Peter was seven when his mother decided that enough was enough. Emma had spent years trying to support him to attend school. He’d started early on refusing to go, and she’d taken the school’s advice, which was to make him go. She became upset when discussing it: ‘They were literally taking him off me kicking and screaming. We live seven minutes’ walk from the school, but it would sometimes take 20 minutes, half an hour, to get there. Looking back, I just feel the guilt. It probably will never leave me, knowing what I know now. At the time, I didn’t have the confidence to self-advocate, for me, and for him. I was just assuming that this is what you have to do.’
Emma had been sure that something was wrong, but the school saw the problem as Peter’s lack of discipline. When she went to school to ask for help, ‘They were very much like: “We know children. We’re telling you how it is. You’re just the parents, you don’t really know what you’re talking about.”’
Within the first term, Peter kicked the teacher. ‘They called us and said: “You need to teach him not to kick.” I asked what kind of consequences there were, and they said: “We’ll call the police if he doesn’t stop it.”’
Peter has diagnoses of bilateral hearing loss from birth, along with autism and attention-deficit hyperactivity disorder (ADHD) from the UK’s National Health Service when he was four. His parents paid for a private occupational therapy assessment, which found that he had sensory processing disorder. Despite these diagnoses, the school insisted that they had no concerns and did not support his parents’ application for an education, health and care plan (EHCP) – the UK equivalent of an individualised education programme (IEP) in the US. The school saw the problem as Peter’s ‘bad behaviour’, not a sign of how challenging he found the school environment.
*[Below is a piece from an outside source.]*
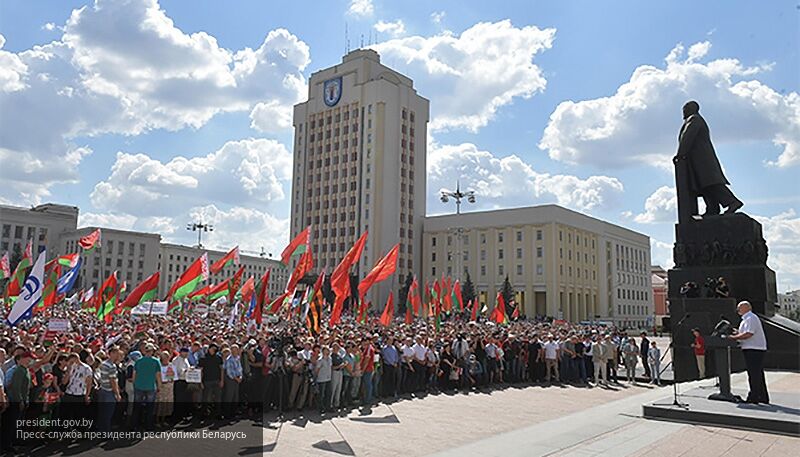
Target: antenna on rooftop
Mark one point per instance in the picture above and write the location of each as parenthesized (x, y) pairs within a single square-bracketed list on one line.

Emma watched, helpless, as her son’s behaviour got worse. She knew this was distress, but the school did not see it that way. They thought he was disruptive and needed more discipline. She could see her son’s intense anxiety and how he expressed that through his behaviour. No one was listening.
‘It was horrendous. I can’t even describe how awful it was, being called in every day. He was disruptive in the classroom, attacking the children. They would say it was unprovoked. I’m like: “No, no, no. It’s not unprovoked. You might not understand but, in his mind, there’s a reason why he’s lost the plot.”’
We hear lots of stories like Emma’s, and we have a particular interest in how children learn outside of school. We educate our own children outside the school system. And we work with parents of neurodivergent children – those who often get diagnoses of neurodevelopmental differences such as autism, ADHD, dyslexia, dyspraxia (differences in coordination) or dyscalculia (specific differences in numerical understanding), often in need of learning beyond the school environment. While some schools do a great job with their neurodivergent students, these places can be hard for parents to find, and may be private and costly.
One of us, Heidi Steel, works as a parent coach for home-educating parents. The other, Naomi Fisher, is a trauma therapist who works with parents and young people. We both see children and families who are traumatised by their experiences at school. These are young people who find the environment of school so stressful that it can stop them from learning. They often show this distress through challenging behaviour, and they are then punished for this. Our work involves helping them and their parents recover and find new ways to learn.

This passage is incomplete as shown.